Le vainqueur du ... scrutin sera confronté à une conjoncture médiocre

Par Ivan Best  |   |  558  mots
Nicolas Sarkozy et François Hollande, copyright AFP
Nicolas Sarkozy comme François Hollande ont calé leurs programmes sur l'hypothèse d'un rebond de la croissance en 2013. La réalité risque d'être moins rose. Les conjoncturistes d'Euler-Hermes tablent, par exemple, sur une très faible expansion l'an prochain (+1%).

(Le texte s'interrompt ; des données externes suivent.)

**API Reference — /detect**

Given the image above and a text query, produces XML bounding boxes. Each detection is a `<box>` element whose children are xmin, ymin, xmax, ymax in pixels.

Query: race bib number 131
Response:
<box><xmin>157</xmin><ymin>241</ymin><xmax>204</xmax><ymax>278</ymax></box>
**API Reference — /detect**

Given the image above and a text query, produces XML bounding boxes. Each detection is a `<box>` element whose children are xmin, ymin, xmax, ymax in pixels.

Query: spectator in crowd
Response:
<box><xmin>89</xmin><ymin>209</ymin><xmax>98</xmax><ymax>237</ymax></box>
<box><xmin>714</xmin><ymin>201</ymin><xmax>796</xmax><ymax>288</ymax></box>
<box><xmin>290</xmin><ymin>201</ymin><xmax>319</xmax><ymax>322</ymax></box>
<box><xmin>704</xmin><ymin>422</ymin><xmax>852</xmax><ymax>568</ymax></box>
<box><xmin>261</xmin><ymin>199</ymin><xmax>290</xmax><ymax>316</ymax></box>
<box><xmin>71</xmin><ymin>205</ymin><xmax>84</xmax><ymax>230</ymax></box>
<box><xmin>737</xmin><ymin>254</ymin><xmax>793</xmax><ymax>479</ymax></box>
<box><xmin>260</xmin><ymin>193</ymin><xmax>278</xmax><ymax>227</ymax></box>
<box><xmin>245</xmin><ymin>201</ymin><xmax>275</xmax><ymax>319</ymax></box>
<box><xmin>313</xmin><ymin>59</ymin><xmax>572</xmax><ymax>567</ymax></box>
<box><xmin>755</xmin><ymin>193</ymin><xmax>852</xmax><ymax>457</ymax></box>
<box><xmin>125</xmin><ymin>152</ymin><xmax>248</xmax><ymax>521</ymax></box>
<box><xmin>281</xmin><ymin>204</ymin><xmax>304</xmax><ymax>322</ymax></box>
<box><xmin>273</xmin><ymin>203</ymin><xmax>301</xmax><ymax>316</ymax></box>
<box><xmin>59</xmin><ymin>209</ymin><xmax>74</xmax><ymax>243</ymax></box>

Sur quelle conjoncture le futur président de la République pourra-t-il tabler, pour mettre en ?uvre son programme ? Pour 2012 comme 2013, François Hollande s'est calé sur les données officielles, affichées par l'équipe Sarkozy, à savoir une très faible croissance cette année (0,7%), qui reprendrait un peu de tonus en 2013 (+1,75%). Or, la plupart des économistes, qui commencent à élaborer des scénarii pour 2013, sont loin de partager ce relatif optimisme.
Ainsi, les experts d'Euler-Hermes ont diffusé hier une étude témoignant d'attentes assez fortes concernant la croissance mondiale, qui pourrait rebondir à 3,1% en 2013... mais la zone euro n'en bénéficierait pas. En 2012, l'activité y reculerait de 0,3% « plombée par l'entrée en récession de deux des quatre principaux contributeurs (Italie à -1,2%, Espagne à -1,3%) et le ralentissement des deux autres (France à 0,4% et Allemagne à 0,9%) ». Et en 2013 ? La croissance atteindrait péniblement 1%. Ludovic Subran, chef économiste d'Euler Hermès souligne à quel point les pays du sud de la zone euro « ont enclenché des politiques d'austérité, qui, sans croissance, sont de véritables cercles vicieux, non seulement pour eux pour les autres pays de la zone ».

Le temps du rebond

François Hollande peut appeler à une renégociation du traité, les esprits peuvent évoluer en Europe, en faveur d'un soutien à l'activité sous forme d'investissement, le temps de la politique risque d'être beaucoup plus long que celui de l'économie : entre l'émergence d'un consensus sur le sujet, le déblocage effectifs des fonds, et son effet sur l'activité, de longs mois risquent de s'écouler.
Et encore, ce scénario est celui d'une inflexion du cap de la politique économique en Europe. En attendant, la stratégie poursuivie de l'austérité à tout crin mène à l'échec, selon une majorité d'économistes. C'est un risque majeur, estime Euler-Hermès : « l'absence de coordination des politiques budgétaires et l'ampleur des ajustements fixés (baisse du déficit public à marche forcée), alors même que les fondamentaux domestiques sont faibles (taux de chômage record à plus de 10% dans la zone euro) augmentent le risque d'une spirale récessive au sein des économies européennes et d'un affaiblissement de la demande mondiale ».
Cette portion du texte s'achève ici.